Intimate bridges to the heart traverse our neurological networks that begin with our eyes.
Eye gaze, if only five seconds; look up and see the person speaking to you across the counter; look up and hold your partner’s gaze when she shares her concerns about the car or the kids.
The practice of training your eyes on the ones you love, extending from five seconds to thirty, will teach you the truth of finding eternity in a minute—it will also prepare you for the simplest, yet most extraordinary, shift you can make to your physical love making.
The vast majority of couples make love in the dark, eyes shut.
Slowly, bringing light, cracking your eyes open to witness the person above or below you, while sharing the most entwined poses available to us, will surprise, bewilder and connect you like nothing else.
This revolutionary approach to love making is harder than it sounds.
Bearing full witness to the person you love, in the act of love making, requires stepping outside of your own experience, in moments when we can be consumed by the power and depth of our own erotic self.
Our sexuality has many expressions: sexual release appears sometimes painful, sometimes ecstatic, sometimes effortful, sometimes the essence of deep appreciation.
We realize, gratefully, that connection is not about how we look; having courage to both witness and be seen, in the many faces that love generates, will make the soil moist between you.
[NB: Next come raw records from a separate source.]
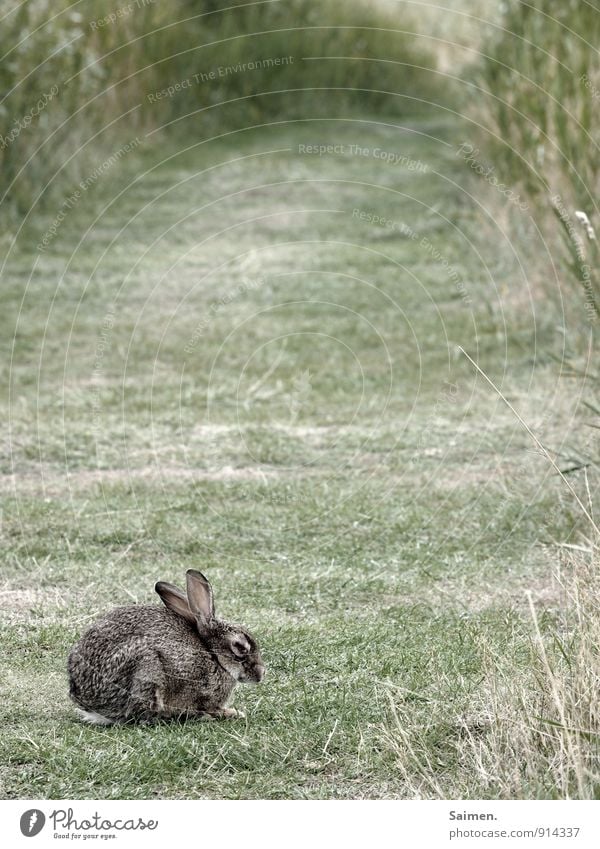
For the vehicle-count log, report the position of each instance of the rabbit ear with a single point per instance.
(175, 600)
(200, 598)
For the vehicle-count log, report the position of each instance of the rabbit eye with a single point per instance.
(240, 649)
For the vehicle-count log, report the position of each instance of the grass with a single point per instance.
(538, 113)
(314, 442)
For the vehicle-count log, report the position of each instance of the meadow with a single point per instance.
(242, 350)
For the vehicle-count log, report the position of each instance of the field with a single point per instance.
(233, 371)
(246, 353)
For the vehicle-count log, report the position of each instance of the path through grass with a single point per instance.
(246, 361)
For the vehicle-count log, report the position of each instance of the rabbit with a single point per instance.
(145, 663)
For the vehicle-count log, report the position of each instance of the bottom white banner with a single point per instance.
(269, 824)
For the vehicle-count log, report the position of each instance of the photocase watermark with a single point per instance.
(32, 822)
(591, 87)
(390, 157)
(22, 123)
(74, 198)
(119, 14)
(469, 154)
(85, 828)
(218, 73)
(387, 223)
(246, 286)
(577, 241)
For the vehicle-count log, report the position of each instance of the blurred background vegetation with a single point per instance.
(80, 79)
(110, 75)
(540, 118)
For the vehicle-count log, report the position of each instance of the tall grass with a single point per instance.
(527, 733)
(78, 82)
(542, 76)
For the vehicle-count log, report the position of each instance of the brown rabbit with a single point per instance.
(145, 663)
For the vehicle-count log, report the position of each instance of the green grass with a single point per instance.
(358, 497)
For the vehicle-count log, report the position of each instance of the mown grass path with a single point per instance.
(246, 360)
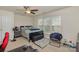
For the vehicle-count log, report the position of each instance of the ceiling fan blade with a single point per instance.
(26, 7)
(34, 10)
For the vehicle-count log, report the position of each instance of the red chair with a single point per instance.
(5, 42)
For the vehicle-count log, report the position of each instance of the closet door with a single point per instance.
(0, 29)
(7, 25)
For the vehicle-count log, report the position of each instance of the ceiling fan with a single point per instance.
(28, 10)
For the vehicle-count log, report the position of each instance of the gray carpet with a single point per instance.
(24, 49)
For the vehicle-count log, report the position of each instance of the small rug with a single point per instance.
(42, 43)
(24, 49)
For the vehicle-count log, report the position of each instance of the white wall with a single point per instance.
(7, 20)
(70, 22)
(21, 20)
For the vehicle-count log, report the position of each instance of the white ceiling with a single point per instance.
(42, 9)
The communication you share in your relationship is the very breath of your love—and also the currency of energy that sustains or depletes the life force between you.
Sharing real intimacy with our words is the source of healing that amends the foundation of your relationship; practice aligning your breathing by listening more to the pauses between the words, to the tone of voice exchanged, to the aspiration of what is trying to be said, rather than just the words alone.
Frequently, we don’t know the language required to express what we need to be heard.
Learning to listen to the message behind the words is a profound daily practice of aligning your breath to your partner’s natural rhythm. By slowing down the communication, you reduce miscommunications, because there is more moisture in the air between you.
This softer space encourages opening in places you might not even have known were closed.
Taking this practice into the bedroom, by deliberately setting your breath together during intercourse, is like adding jet fuel to the heat that penetration generates.
Aligned breathing regulates the container of your passion, so that both partners share the continuous awareness of each other’s deepest states. This kind of sexual listening opens the simple, yet most profound, transformative force of awakened love to your intimate life.
Again, this practice is more challenging than it sounds on the surface.
Adding breath consciousness elevates penetrative rhythms into a rain dance and conversation into connection.